Selon le Washington Post, les efforts combinés des Américains et des Yéménites ont conduit à plus de deux douzaines d’opérations terrestres et de raids aériens.

Les Américains ne participent pas aux raids lancés au Yémen mais préparent les missions et fournissent armes et munitions, ajoutait le Washington Post.

Dans ce cadre, les Etats-Unis partagent avec les forces yéménites des informations sensibles, comme des cartes en 3D, des vidéos ou leurs propres analyses concernant la situation d’Al-Qaïda.
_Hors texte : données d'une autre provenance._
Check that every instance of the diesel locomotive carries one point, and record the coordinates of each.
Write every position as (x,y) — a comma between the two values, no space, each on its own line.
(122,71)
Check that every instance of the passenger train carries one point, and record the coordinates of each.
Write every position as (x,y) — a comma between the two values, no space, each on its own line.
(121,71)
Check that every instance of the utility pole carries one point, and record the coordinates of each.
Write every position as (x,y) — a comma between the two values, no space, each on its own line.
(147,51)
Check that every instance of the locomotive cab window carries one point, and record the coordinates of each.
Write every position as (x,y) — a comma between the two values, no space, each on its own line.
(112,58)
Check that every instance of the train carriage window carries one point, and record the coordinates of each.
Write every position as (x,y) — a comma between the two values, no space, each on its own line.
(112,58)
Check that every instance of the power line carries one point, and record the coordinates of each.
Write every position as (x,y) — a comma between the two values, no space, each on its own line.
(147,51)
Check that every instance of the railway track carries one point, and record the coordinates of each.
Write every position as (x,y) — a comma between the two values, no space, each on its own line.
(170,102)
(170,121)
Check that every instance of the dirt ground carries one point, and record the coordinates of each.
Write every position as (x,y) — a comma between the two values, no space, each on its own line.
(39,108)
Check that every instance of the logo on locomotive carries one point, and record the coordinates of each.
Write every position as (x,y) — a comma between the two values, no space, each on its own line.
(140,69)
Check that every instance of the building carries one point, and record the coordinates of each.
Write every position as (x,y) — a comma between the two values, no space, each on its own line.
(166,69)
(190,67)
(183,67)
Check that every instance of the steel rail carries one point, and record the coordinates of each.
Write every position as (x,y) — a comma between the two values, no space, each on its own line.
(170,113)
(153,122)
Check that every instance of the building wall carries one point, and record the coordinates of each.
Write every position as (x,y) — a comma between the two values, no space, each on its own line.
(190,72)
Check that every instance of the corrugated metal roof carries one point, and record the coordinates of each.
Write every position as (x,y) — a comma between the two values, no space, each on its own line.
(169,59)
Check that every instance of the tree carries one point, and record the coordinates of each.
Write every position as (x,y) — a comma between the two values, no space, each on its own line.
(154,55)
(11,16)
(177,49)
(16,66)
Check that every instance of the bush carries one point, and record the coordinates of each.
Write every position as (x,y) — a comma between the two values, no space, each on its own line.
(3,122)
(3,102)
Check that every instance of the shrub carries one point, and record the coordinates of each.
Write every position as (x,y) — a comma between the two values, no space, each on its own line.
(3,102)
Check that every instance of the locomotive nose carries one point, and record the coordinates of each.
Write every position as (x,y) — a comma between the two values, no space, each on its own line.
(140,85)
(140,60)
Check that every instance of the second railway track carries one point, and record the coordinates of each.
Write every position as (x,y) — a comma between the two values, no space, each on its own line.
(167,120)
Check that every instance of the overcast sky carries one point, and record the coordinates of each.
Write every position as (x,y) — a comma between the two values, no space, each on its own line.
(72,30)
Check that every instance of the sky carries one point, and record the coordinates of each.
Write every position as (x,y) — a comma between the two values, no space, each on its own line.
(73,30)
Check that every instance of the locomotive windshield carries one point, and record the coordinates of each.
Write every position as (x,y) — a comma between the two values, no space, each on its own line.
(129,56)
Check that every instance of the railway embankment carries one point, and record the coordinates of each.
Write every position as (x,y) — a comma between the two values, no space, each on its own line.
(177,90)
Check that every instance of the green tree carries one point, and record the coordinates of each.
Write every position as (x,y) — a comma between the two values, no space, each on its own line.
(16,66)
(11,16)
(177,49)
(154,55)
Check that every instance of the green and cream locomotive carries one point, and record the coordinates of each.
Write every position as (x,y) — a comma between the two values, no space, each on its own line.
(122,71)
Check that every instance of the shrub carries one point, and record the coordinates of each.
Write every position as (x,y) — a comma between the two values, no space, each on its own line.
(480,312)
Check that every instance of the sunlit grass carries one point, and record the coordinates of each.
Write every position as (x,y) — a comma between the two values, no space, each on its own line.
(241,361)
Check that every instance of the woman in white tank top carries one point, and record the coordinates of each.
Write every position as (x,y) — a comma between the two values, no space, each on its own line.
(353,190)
Les Etats-Unis ont reconnu qu’ils apportaient un soutien au Yémen, en termes de renseignement et d’entraînement, mais n’ont jusqu’à présent fourni aucune précision sur leur rôle concernant les offensives menées contre des militants d’Al-Qaïda.

Le Pentagone a refusé mercredi de commenter cet article mais a fait valoir que Washington répondrait présent si le gouvernement yéménite demandait la poursuite, voire le renforcement, du soutien américain, qu’il soit financier ou militaire (formation et renseignement).
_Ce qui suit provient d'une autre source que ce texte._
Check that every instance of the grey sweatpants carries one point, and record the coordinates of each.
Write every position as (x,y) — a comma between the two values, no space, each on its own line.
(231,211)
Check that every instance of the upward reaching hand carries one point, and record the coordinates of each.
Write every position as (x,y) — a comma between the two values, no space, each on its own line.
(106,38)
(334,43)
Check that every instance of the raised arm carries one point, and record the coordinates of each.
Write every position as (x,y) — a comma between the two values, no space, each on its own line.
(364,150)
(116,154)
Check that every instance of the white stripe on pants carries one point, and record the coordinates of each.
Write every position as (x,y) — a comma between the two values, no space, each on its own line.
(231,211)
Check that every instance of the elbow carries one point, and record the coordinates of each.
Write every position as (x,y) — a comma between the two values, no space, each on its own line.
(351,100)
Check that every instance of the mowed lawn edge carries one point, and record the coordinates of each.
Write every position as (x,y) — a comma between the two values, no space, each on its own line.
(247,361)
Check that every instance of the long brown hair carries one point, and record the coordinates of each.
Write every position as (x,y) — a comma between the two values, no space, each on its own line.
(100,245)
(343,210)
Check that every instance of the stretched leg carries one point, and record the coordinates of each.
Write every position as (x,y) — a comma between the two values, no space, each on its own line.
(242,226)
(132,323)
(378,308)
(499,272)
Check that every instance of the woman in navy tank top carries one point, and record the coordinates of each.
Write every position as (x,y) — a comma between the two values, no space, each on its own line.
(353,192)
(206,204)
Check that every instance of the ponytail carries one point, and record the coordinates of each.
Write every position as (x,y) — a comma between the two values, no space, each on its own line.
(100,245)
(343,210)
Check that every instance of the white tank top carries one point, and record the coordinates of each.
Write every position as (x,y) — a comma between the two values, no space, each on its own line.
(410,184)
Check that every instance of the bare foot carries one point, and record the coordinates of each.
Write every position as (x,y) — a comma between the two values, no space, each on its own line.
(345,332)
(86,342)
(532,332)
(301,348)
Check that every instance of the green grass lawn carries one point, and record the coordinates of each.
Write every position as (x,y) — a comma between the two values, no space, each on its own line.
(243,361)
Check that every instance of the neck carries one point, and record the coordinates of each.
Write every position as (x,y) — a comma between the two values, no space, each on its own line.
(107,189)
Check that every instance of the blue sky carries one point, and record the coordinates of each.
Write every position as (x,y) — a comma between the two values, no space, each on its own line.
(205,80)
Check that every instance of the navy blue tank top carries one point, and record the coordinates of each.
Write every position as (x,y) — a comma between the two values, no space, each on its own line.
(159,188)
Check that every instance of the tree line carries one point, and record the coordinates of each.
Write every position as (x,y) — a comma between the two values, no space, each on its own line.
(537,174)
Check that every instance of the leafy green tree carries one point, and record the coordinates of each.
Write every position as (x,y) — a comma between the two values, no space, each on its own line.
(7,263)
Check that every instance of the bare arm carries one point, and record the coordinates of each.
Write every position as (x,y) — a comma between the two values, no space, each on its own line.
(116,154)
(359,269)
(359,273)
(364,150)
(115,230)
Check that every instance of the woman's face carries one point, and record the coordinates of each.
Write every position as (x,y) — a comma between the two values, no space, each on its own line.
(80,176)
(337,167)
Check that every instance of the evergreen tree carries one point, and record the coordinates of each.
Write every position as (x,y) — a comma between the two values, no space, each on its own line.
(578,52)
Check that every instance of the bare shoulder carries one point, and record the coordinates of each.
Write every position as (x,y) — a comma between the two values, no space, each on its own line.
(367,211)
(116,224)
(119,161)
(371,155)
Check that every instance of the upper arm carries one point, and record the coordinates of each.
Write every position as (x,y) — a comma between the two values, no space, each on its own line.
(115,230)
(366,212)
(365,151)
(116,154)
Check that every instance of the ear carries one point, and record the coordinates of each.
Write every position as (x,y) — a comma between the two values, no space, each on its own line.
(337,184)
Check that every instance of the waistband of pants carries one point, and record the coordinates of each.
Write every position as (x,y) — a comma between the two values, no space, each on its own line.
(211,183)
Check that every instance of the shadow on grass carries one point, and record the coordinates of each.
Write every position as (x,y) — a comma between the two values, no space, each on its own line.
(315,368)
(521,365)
"Si le gouvernement yéménite continue à trouver utile (l’aide américaine), nous étudierons les manières de la maintenir, si ce n’est de l’élargir", a déclaré le porte-parole du Pentagone, Geoff Morrell, lors d’une conférence de presse.

Il a en outre salué Sanna pour sa "réponse offensive et vigoureuse à la menace terroriste" sur le sol yéménite.

L’intérêt de Washington pour le Yémen s’est accru depuis l’attentat manqué contre un avion américain le jour de Noël, perpétré par un jeune Nigérian ayant séjourné au Yémen. L’acte a été revendiqué dans un premier temps par Al-Qaïda dans la péninsule arabique (Aqpa), puis par Oussama ben Laden, le chef de l’organisation extrémiste.

Les Etats-Unis et une vingtaine d’autres pays se sont retrouvés mercredi à Londres pour une réunion visant à mieux aider le Yémen à lutter contre la menace d’Al-Qaïda. Les grandes puissances se sont engagées à soutenir le pays en échange d’efforts de bonne gouvernance.